His museum, open for nearly 30 years, is awash in tones of yellow, its shelves stuffed with over 6,200 mustards from all 50 states and 90 countries, plus 500 old mustard tins and a slew of old mustard pots, ads, mustard-themed art, an all-mustard vending machine, and a children’s book Levenson wrote, called “Mustard on a Pickle.”
“I can blame it on the Boston Red Sox,” explains Levenson, wearing a yellow T-shirt that says, “Squeeze the Day, Carpe Dijon.” In 1986, he explains, the Red Sox were in the World Series and close to winning, but then they lost it all. “I was so depressed,” he recalls, and, unable to sleep, he got in his car and drove to an all-night supermarket, where he found himself in the condiment aisle, standing in front of the mustards.
“Suddenly, I heard a voice,” he recalls. “‘If you collect us, they will come.’”
Since the start of his obsession, he’s probably tasted about 3,000 different mustards from all over the world. But don’t ask him which is his favorite.
“It’s like asking, ‘Who’s your favorite child?’” Levenson says.
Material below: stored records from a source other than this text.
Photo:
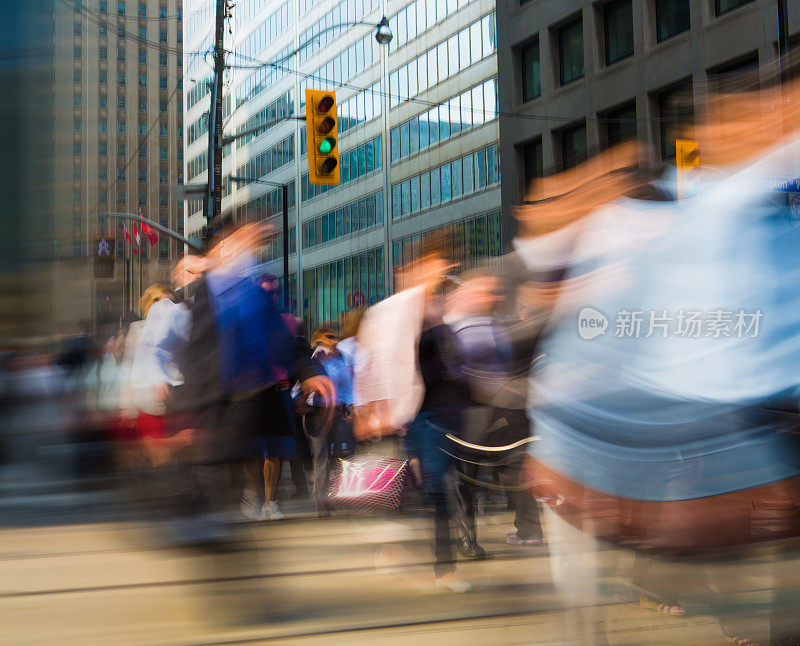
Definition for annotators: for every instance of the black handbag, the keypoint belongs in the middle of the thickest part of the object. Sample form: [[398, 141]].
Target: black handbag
[[341, 439]]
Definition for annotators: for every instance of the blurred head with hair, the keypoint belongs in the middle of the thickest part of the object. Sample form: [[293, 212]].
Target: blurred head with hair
[[431, 264], [151, 295], [325, 337], [350, 322], [479, 294]]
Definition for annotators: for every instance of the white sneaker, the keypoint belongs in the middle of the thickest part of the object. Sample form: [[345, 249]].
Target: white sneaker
[[270, 511], [451, 583], [249, 505]]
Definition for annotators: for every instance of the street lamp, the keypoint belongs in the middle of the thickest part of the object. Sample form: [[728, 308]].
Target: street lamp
[[383, 32]]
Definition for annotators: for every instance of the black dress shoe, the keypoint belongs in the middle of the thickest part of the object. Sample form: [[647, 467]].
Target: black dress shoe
[[471, 550]]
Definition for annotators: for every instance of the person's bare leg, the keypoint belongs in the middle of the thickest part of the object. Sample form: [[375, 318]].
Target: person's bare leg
[[272, 473], [252, 471]]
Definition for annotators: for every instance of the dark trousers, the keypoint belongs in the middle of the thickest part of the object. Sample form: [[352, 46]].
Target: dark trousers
[[427, 443], [526, 509]]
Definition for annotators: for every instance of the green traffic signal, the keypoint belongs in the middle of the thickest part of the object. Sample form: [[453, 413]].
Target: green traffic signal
[[326, 145]]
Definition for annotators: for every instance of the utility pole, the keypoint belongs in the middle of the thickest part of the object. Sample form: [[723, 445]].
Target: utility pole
[[286, 303], [213, 201]]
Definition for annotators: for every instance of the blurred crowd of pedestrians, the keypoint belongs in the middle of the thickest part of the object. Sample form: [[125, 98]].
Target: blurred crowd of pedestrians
[[678, 449]]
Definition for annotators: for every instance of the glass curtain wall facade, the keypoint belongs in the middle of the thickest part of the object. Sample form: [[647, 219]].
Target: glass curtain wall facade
[[420, 112]]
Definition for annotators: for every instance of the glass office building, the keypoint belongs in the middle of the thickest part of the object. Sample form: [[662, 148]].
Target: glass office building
[[418, 136]]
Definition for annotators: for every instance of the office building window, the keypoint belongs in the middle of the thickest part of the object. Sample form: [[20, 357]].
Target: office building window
[[672, 17], [470, 109], [723, 6], [448, 181], [531, 76], [618, 28], [326, 287], [570, 51], [676, 114], [573, 145], [533, 163], [620, 124]]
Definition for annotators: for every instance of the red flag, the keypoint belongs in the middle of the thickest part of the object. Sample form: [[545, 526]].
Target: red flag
[[150, 234], [128, 237]]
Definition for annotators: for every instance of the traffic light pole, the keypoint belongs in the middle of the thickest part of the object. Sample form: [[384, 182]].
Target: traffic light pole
[[213, 201], [285, 192]]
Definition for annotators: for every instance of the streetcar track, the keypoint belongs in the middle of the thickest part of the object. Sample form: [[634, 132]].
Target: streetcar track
[[231, 579]]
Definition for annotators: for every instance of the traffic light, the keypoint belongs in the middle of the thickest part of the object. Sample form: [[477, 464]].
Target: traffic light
[[104, 251], [687, 160], [323, 138]]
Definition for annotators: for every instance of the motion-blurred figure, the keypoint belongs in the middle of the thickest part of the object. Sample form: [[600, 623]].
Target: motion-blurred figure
[[495, 427], [415, 385], [667, 406], [330, 436], [155, 370]]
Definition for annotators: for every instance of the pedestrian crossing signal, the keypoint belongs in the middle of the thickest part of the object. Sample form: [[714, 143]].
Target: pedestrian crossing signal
[[322, 134], [104, 252]]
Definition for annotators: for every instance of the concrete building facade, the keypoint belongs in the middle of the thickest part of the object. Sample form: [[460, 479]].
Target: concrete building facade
[[578, 76], [118, 147], [418, 136]]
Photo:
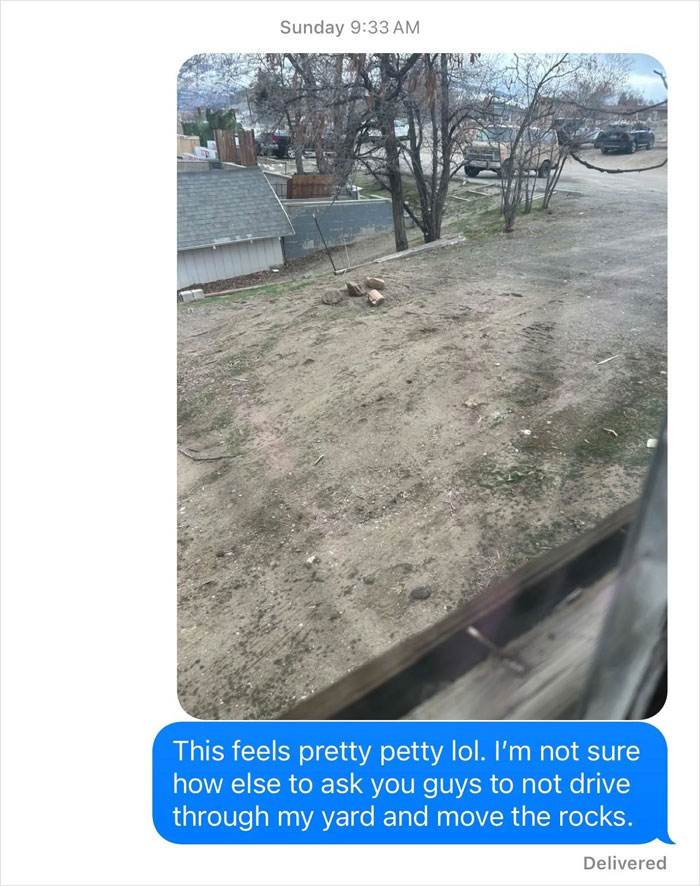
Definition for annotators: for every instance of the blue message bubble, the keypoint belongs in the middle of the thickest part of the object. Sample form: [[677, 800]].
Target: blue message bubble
[[410, 782]]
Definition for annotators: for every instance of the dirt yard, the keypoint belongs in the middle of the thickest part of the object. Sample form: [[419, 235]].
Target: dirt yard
[[386, 464]]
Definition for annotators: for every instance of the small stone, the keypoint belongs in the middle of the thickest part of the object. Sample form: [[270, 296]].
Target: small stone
[[421, 593], [354, 289]]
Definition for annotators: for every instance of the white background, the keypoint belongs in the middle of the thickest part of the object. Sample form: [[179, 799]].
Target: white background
[[88, 360]]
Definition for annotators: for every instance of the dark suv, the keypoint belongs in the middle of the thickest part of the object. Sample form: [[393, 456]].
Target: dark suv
[[626, 137], [273, 144]]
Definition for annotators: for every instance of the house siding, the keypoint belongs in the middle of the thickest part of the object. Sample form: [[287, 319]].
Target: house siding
[[207, 265]]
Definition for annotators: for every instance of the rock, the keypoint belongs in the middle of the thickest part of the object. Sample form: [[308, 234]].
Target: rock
[[190, 295], [354, 289], [421, 593]]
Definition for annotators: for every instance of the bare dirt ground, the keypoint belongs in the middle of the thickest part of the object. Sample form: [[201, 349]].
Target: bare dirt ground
[[428, 487]]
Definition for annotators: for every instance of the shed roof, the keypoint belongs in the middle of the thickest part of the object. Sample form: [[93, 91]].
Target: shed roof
[[226, 206]]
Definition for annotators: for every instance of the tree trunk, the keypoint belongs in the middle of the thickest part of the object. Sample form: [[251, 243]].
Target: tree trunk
[[391, 150]]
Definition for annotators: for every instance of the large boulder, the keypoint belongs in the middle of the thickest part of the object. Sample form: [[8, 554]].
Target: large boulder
[[332, 296], [354, 289]]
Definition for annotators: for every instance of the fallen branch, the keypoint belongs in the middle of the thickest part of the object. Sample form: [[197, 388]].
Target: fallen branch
[[614, 171], [203, 457]]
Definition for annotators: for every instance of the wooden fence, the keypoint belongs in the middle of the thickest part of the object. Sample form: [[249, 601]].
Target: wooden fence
[[306, 187], [236, 147]]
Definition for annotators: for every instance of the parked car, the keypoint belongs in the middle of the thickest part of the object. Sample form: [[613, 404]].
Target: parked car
[[375, 135], [593, 137], [627, 137], [273, 144], [492, 149]]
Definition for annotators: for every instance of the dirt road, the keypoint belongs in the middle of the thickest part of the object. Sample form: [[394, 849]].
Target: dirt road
[[462, 428]]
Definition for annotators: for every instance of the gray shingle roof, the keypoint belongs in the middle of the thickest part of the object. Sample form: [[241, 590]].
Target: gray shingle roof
[[225, 205]]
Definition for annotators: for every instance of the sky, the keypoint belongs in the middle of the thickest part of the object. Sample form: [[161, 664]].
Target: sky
[[643, 78]]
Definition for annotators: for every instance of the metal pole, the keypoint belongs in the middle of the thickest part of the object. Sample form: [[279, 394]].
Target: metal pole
[[328, 252]]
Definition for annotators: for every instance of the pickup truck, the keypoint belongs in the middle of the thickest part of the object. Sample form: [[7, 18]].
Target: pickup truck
[[493, 149]]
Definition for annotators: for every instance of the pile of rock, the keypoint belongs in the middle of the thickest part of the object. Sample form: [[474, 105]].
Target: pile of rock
[[371, 290]]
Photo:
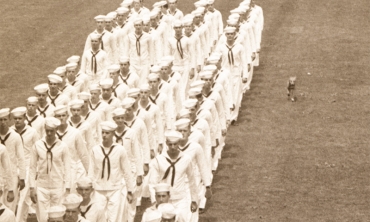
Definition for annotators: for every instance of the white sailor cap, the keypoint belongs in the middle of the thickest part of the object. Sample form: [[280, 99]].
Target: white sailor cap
[[122, 10], [234, 16], [84, 182], [153, 76], [182, 123], [100, 18], [144, 87], [197, 84], [56, 212], [71, 66], [168, 210], [232, 22], [54, 78], [173, 136], [133, 92], [118, 112], [42, 88], [60, 109], [190, 103], [4, 112], [146, 19], [32, 99], [72, 201], [194, 91], [138, 20], [200, 4], [113, 68], [162, 187], [108, 126], [106, 83], [94, 87], [243, 9], [127, 102], [60, 70], [76, 104], [52, 122], [184, 113], [95, 36], [74, 58], [84, 95], [19, 111], [155, 69], [124, 59], [229, 29], [206, 74], [177, 23]]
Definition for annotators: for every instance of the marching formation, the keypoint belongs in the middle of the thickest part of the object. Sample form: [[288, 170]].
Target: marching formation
[[143, 113]]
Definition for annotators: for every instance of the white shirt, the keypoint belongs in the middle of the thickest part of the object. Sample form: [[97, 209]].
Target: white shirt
[[130, 142], [156, 121], [29, 137], [196, 153], [6, 168], [108, 165], [94, 119], [141, 131], [237, 59], [51, 172], [183, 171], [77, 147], [14, 145]]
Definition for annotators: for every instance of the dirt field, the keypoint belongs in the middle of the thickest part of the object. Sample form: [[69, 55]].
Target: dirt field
[[303, 161]]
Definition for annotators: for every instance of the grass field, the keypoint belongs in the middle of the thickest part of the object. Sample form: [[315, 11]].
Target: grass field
[[303, 161]]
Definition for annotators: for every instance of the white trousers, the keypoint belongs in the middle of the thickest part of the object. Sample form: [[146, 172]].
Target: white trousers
[[142, 70], [77, 171], [183, 207], [46, 198], [12, 205], [111, 201], [24, 203]]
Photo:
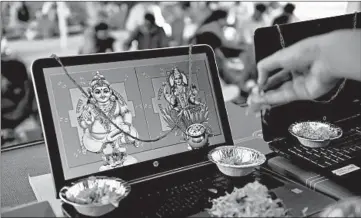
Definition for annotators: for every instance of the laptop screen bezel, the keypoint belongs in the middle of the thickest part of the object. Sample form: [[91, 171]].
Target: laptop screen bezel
[[139, 170]]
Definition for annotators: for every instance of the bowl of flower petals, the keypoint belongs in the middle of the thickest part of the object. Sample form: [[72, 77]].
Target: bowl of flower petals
[[315, 134], [236, 161], [197, 135], [95, 196]]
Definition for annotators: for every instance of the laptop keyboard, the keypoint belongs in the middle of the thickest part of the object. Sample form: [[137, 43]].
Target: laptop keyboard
[[343, 149]]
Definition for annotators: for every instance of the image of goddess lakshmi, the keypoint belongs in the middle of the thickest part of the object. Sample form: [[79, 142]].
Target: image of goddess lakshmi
[[100, 135], [183, 100]]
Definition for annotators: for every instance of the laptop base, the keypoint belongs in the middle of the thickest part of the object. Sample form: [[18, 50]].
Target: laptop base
[[186, 194]]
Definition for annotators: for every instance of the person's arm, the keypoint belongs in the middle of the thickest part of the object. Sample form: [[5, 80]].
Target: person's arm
[[315, 64]]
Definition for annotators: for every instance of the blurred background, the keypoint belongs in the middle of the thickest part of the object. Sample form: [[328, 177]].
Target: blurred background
[[32, 30]]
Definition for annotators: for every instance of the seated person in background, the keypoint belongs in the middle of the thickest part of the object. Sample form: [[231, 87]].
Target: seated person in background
[[103, 41], [249, 26], [287, 16], [215, 24], [89, 43], [149, 35], [16, 97]]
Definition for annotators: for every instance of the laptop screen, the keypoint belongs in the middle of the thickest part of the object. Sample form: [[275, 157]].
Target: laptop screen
[[347, 104], [146, 98]]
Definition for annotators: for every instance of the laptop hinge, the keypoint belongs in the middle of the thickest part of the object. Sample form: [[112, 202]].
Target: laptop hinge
[[276, 140], [170, 172]]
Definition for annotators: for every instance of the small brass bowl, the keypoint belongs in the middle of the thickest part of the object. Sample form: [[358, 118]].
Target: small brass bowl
[[295, 128], [248, 160], [197, 136], [66, 194]]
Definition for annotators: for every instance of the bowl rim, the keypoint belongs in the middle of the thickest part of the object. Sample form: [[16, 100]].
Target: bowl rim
[[66, 188], [196, 124], [262, 158], [339, 130]]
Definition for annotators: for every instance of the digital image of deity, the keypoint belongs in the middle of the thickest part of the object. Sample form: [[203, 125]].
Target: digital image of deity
[[100, 135], [183, 100]]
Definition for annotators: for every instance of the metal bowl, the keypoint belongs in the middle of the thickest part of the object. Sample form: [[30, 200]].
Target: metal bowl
[[314, 143], [197, 136], [122, 189], [247, 160]]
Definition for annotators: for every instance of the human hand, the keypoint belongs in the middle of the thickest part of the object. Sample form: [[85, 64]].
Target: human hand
[[350, 207], [310, 68]]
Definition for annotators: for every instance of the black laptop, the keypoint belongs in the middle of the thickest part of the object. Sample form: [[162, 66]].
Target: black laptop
[[144, 89], [341, 160]]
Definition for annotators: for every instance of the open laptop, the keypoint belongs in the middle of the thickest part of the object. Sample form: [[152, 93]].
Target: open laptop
[[341, 160], [167, 177]]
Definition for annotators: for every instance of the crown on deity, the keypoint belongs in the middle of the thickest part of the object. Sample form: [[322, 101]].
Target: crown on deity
[[98, 80]]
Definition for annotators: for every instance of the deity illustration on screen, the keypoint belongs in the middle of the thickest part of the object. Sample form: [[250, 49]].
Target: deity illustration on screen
[[184, 106], [100, 135]]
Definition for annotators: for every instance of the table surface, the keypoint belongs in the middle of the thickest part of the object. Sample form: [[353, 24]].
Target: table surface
[[18, 165]]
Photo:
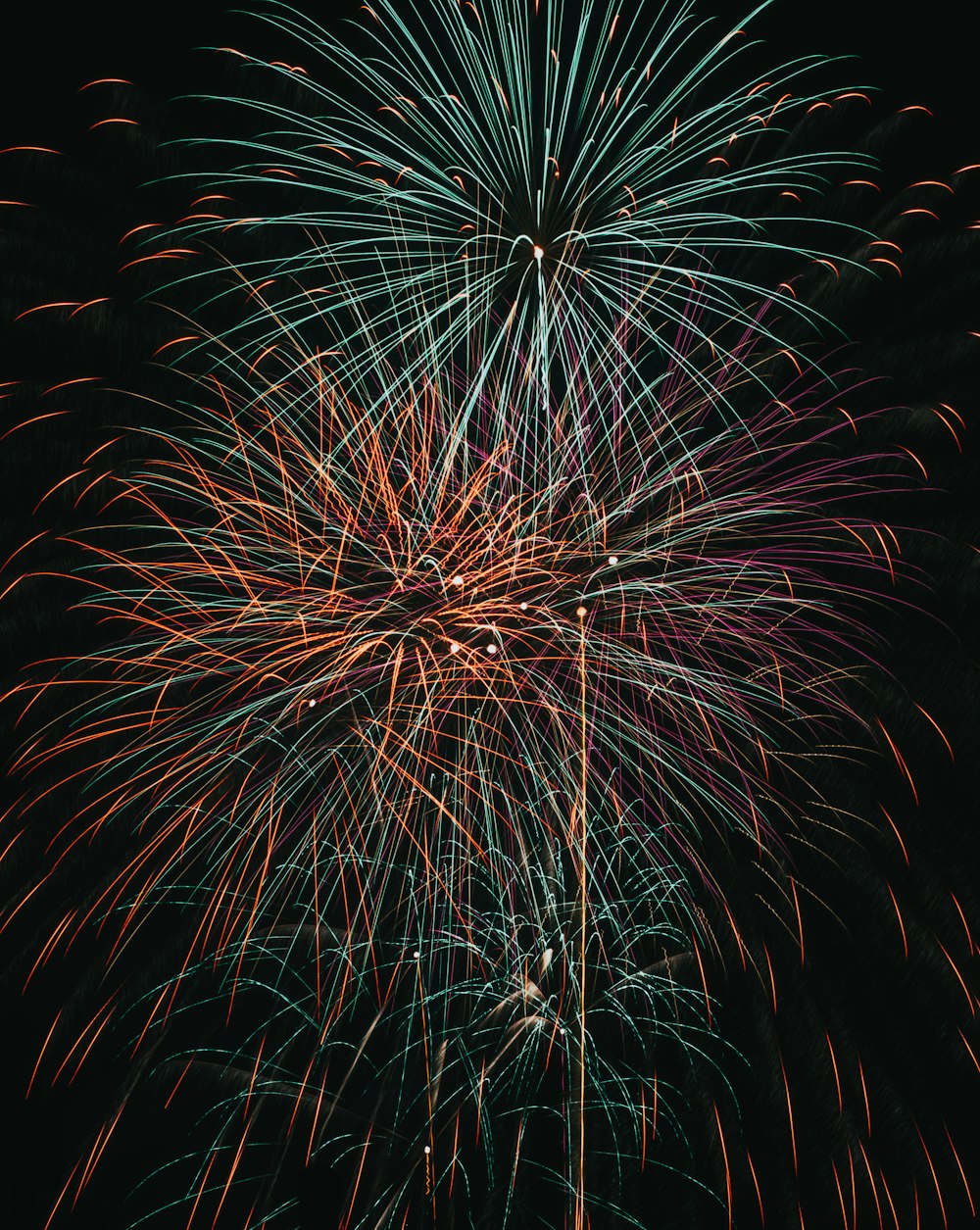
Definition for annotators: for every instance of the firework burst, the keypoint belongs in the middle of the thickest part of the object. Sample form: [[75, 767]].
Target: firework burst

Also, he adds, “it depends on what I’m eating. It’s like, ‘What’s your favorite wine?’ Well, ‘What are you eating with it?’”
Levenson doesn’t care for ketchup.
During the time of his “calling,” he was working as an assistant state attorney general in the Wisconsin criminal appeals division. And, he notes, “As far as I know, I am the only, certainly the first, lawyer to have argued a case at the U.S. Supreme Court with a jar of mustard in his pocket.”
He had grabbed the tiny jar when leaving his hotel and noticing it on a room service cart. It was one he didn’t already own, and he stuck it in his pocket. He did, of course, win the case.
“It’s not that I didn’t like my job,” Levenson says. “I guess it was my midlife crisis that called to me, and said, ‘There’s more to it than just being a lawyer.’”
Part of that is now selling is the uniquely-branded collection, “Poupon U: America’s Mustard College” shirts, hats, mugs and toilet seats.
“People say, ‘You’re kinda nuts, aren’t you?’ I say, ‘You know, I don’t take that as an insult at all… This is my version of sanity.’ I’m OK with it.”